Friday, April 15, 2011

Houston we have a problem . . .

I recently bought my husband his own laptop.  He uses it mainly for email and web research.  It is a fairly simple, straightforward laptop.  No bells, no whistles, pretty much what Staples had on sale.  I have several computers in my home office but they are geared toward the kind of IT work I do.  My own background is in computer science and my ‘day job’ consists of a lot of programming, systems analysis, report writing and other high-geek stuff that I won’t bore you with.  Suffice it to say that the computers that I work on are not exactly user-friendly.  In fact, I would characterize some of them as positively user-hostile.  Hence the need for a simple laptop to perform straightforward tasks.
My husband had been using an older laptop of mine whose hard drive finally went to the big component roundup in the sky.  I was lucky enough to creep in an electronic back door and salvage all of his email and document history before the thing gave up the ghost.  I set up his new laptop with all of his internet history and his entire email configuration so he did not lose anything.  Given the state of the old laptop, pulling this off was the IT equivalent of skating’s quad jump.  I was justifiably proud of myself.

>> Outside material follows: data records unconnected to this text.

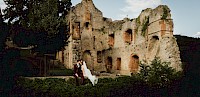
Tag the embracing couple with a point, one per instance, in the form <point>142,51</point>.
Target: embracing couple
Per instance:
<point>81,70</point>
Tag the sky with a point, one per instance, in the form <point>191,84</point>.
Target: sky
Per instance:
<point>185,14</point>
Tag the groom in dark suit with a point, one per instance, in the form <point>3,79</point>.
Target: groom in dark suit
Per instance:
<point>78,72</point>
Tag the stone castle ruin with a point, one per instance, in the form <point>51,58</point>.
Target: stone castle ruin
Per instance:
<point>118,46</point>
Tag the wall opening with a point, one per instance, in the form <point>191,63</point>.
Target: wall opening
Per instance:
<point>111,40</point>
<point>134,63</point>
<point>99,56</point>
<point>88,59</point>
<point>128,36</point>
<point>87,24</point>
<point>76,30</point>
<point>118,63</point>
<point>153,42</point>
<point>109,64</point>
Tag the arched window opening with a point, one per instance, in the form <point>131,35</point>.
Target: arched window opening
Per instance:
<point>128,36</point>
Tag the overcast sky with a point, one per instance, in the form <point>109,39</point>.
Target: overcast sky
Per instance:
<point>185,13</point>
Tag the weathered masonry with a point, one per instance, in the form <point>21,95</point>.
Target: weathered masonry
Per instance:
<point>118,46</point>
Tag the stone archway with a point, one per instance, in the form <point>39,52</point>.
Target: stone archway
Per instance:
<point>88,59</point>
<point>118,64</point>
<point>109,64</point>
<point>134,63</point>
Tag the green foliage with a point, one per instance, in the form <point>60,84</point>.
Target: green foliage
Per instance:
<point>145,26</point>
<point>157,73</point>
<point>156,79</point>
<point>36,22</point>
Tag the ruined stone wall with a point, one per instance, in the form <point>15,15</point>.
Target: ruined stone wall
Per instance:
<point>119,46</point>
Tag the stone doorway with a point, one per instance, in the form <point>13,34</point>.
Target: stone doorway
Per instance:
<point>118,63</point>
<point>109,64</point>
<point>134,63</point>
<point>88,59</point>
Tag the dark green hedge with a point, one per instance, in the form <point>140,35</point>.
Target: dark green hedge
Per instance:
<point>61,72</point>
<point>155,80</point>
<point>127,86</point>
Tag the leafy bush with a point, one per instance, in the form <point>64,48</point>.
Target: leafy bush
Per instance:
<point>158,73</point>
<point>147,83</point>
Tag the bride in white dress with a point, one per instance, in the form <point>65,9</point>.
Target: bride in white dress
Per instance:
<point>87,74</point>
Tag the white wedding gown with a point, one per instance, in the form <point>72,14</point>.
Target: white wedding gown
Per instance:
<point>87,73</point>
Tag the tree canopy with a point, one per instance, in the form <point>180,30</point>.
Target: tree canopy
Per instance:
<point>38,22</point>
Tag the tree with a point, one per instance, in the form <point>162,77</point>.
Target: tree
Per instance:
<point>38,18</point>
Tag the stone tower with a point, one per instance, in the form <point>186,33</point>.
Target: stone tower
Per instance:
<point>119,46</point>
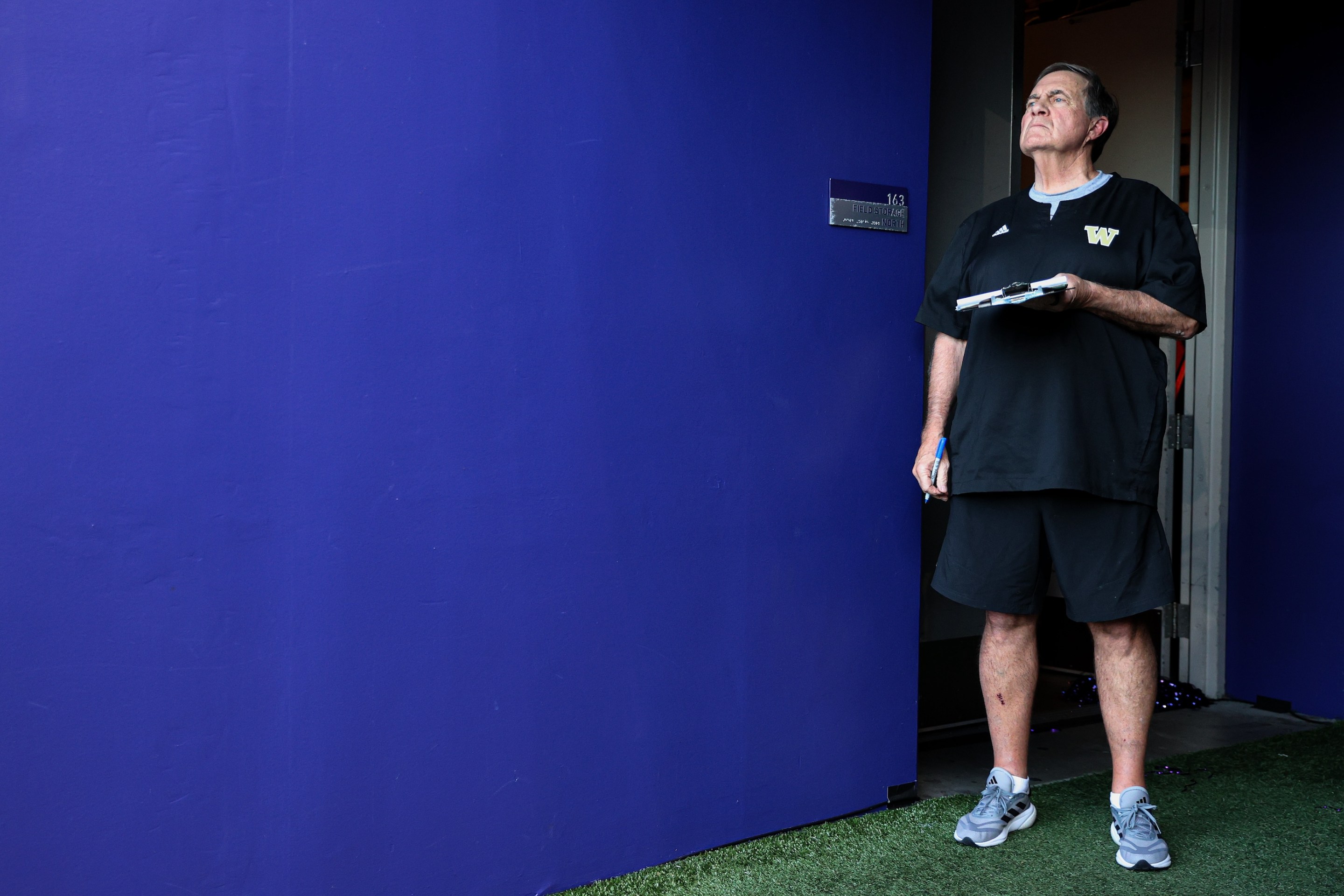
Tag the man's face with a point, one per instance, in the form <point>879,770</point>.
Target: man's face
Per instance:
<point>1057,116</point>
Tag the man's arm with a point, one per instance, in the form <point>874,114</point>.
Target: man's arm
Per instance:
<point>944,375</point>
<point>1126,307</point>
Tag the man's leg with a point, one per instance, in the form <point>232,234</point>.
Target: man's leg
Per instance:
<point>1127,683</point>
<point>1008,680</point>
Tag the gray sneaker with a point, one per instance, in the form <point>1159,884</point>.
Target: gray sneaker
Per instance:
<point>999,813</point>
<point>1136,832</point>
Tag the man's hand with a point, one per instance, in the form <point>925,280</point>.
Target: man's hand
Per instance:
<point>924,464</point>
<point>944,375</point>
<point>1126,307</point>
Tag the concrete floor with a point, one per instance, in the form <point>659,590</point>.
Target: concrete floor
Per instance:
<point>1081,750</point>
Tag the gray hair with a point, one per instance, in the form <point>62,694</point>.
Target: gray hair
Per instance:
<point>1099,103</point>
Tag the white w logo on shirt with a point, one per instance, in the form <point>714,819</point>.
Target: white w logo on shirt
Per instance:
<point>1100,234</point>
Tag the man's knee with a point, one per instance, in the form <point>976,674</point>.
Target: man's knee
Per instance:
<point>1119,630</point>
<point>1010,625</point>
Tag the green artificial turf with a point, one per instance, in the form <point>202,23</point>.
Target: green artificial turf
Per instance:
<point>1253,819</point>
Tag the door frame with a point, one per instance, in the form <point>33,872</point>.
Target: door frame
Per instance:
<point>1209,359</point>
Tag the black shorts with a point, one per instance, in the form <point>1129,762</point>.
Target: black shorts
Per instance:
<point>1111,557</point>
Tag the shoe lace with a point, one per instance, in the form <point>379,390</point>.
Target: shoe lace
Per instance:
<point>1137,820</point>
<point>994,802</point>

So why am I telling you all this?  Simply because today, I wanted to look something up quickly so I sat down with my husband’s laptop.  SOMEHOW I pressed just the right – or wrong as it happens – combination of keys which turned the entire display upside down.  Not kidding.  I also apparently got the keypad to work upside down and backwards.  Seriously.  So there I am, sitting in a chair in the family room staring open-mouthed at something I have a.) never seen before and b.) wasn’t even aware you could do.
OK.  So question number one.  How is this ever useful?  I guess if you were weightless in space this might – and I emphasize might – come in handy.  Other than that I have no clue.  And since I have never been nor do I ever intend to work in outer space, any other use this might serve escapes me entirely.  Maybe the manufacturers included this just to prove that they could.  Again, no idea.  It’s a really nice laptop and it was very reasonably priced.  This clearly was not on my ‘must have’ feature list (is it on anyone's?) and is about as meaningful for me as those pens that can write upside down – also, by the way, designed for the apparent hoards of people reporting for work beyond the stratosphere.
So if we remove astronauts from the mix, I’m guessing the number of people salivating for this particular feature is right around, just guessing here – ZERO.  HOWEVER, and judging from the research I did on the Internet, there is a considerably larger number trying to figure out how to DISABLE it.  This I located in pretty short order.
Fixing it required logging back into the computer upside down and left to right.  Up is down, right is left: you get the picture.  Then I simply had to press three keys together and –voila – back to planet earth.
So I spent a half hour learning a valuable lesson about how to fix something that makes no sense in the first place.  Which, come to think of it, pretty neatly sums up my day job in a nutshell.